Se puede usar la quinoa en vez del arroz en cualquier receta que conozcais con arroz. Si no se limpia con agua fría abundante antes de hervirla, quedará más apelmazada, lo qual puede ser preferible en algunos platos (por ejemplo para preparar hamburguesas o croquetas vegetales o rellenos).

Foto obtenida de la Wikipedia.

Desayunos saludables para todo el año

Los desayunos que tomamos hoy día son algo realmente monstruoso. Realmente cuesta encontrar un desayuno que sea natural y completo. Voy a proponeros unas cuantas opciones que aportan energía, nutrientes y sabor. Redordad que el dasayuno es una comida importante a la que no hay que escatimarle calorías (sin abusar y, eso sí, con sustancia). Un buen desayuno es tan importante para el que está en su peso como para el que está por encima o por debajo.

Para prepararlo necesitamos algún cereal en copos. Los cereales en copos son cereales que han sido un poco cocinados al vapor y luego prensados. Conservan las propiedades, pero la textura es distinta y la cocción mucho más rápida. Podéis encontrar diversos tipos en los herbolarios y mercados ecológicos (de avena, de trigo, de quinoa, de centeno, de cebada, de arroz, de espelta…), El Granero, Luz de Vida o Biogrà por ejemplo, tienen una gran variedad. Necesitaremos también alguna leche vegetal. También puede hacerse con leche de vaca o cabra, pero os aconsejo encarnecidamente que exploréis las alternativas vegetales a la leche.

Cómo prepararlo

Poned en un cazo la leche vegetal que prefiráis (un vaso) y los copos de cereales escogidos (un par o tres de cucharadas) y ponedlo a fuego lento. Dependerá del gusto de cada uno, en función de lo blandos que prefiráis los cereales, pero como orientación, estará listo cuando la leche rompa a hervir.
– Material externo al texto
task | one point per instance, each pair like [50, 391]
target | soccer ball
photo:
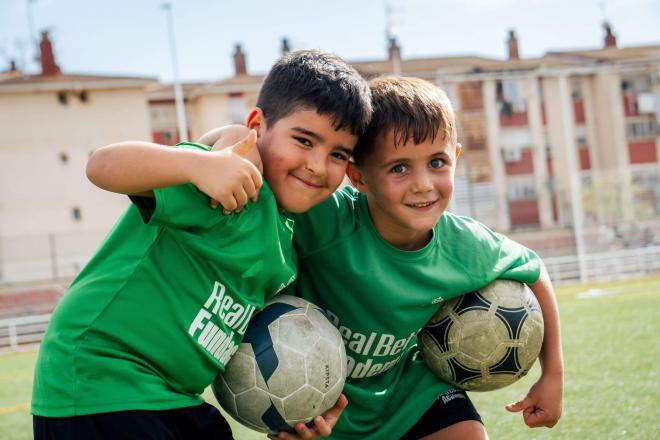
[486, 339]
[290, 367]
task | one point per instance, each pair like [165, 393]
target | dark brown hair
[315, 80]
[411, 107]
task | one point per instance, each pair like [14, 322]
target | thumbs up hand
[232, 175]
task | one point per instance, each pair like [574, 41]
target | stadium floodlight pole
[182, 125]
[575, 184]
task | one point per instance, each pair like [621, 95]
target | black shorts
[194, 422]
[451, 407]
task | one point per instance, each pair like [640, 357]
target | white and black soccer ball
[486, 339]
[290, 367]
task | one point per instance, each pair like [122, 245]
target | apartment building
[529, 127]
[50, 124]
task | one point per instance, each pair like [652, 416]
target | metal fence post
[53, 256]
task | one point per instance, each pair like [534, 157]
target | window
[62, 97]
[641, 129]
[76, 213]
[237, 109]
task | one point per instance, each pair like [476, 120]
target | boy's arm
[543, 404]
[322, 424]
[136, 168]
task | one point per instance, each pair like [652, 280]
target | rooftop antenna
[34, 43]
[602, 5]
[389, 36]
[182, 125]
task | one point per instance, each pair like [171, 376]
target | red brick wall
[642, 152]
[585, 158]
[524, 212]
[516, 119]
[524, 166]
[578, 111]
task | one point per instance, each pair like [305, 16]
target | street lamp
[178, 93]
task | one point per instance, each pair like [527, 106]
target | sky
[130, 37]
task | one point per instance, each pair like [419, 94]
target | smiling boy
[381, 257]
[162, 306]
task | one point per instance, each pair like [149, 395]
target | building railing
[605, 266]
[22, 331]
Una vez tenemos la base, es recomendable añadir otros ingredientes para darle sabor y completar el aporte de nutrientes. Especialmente recomendables son los frutos y frutas secos. De vez en cuando podéis endulzarlo con un poquito de miel (una cucharadita de café, la miel es extremadamente energética y debería reservarse para ocasiones muy puntuales) o con mermelada (una cucharadita de postre, y a ser posible de las que no llevan azucar añadido). La canela, la nuez moscada, el anís o la vainilla y la ralladura de limón o naranja también pueden utilizarse.
En verano, en vez de calentar la mezcla, se puede dejar en remojo durante un rato, en una leche vegetal o en un zumo de fruta. Será entonces un buen momento para usar también trozos de fruta.

Este desayuno puede hacerse muy variado en función de los ingredientes que uséis. Por eso y para no sobrecargar el plato, es mejor no utilizar muchos ingredientes en cada desayuno. Recordad, en la variedad está el gusto y la salud.

Ejemplo 1: copos de avena con leche de almendras y pasas.
Ejemplo 2: copos de cebada con leche de avena, nueces y orejones.
Ejemplo 3: copos de trigo con leche de arroz, ralladura de limón, canela y almendras.
Ejemplo 4: copos de centeno de leche de avellanas, nuez moscada y anacardos.
Ejemplo 5: copos de espelta con leche de soja y mermelada de albaricoque.
Ejemplo 6: copos de quinoa con zumo de naranja y arándanos.
Ejemplo 7: copos de arroz con zumo de manzana, pasas y trozos de plátano.
Ejemplo 8: copos de avena con leche de kamut y miel.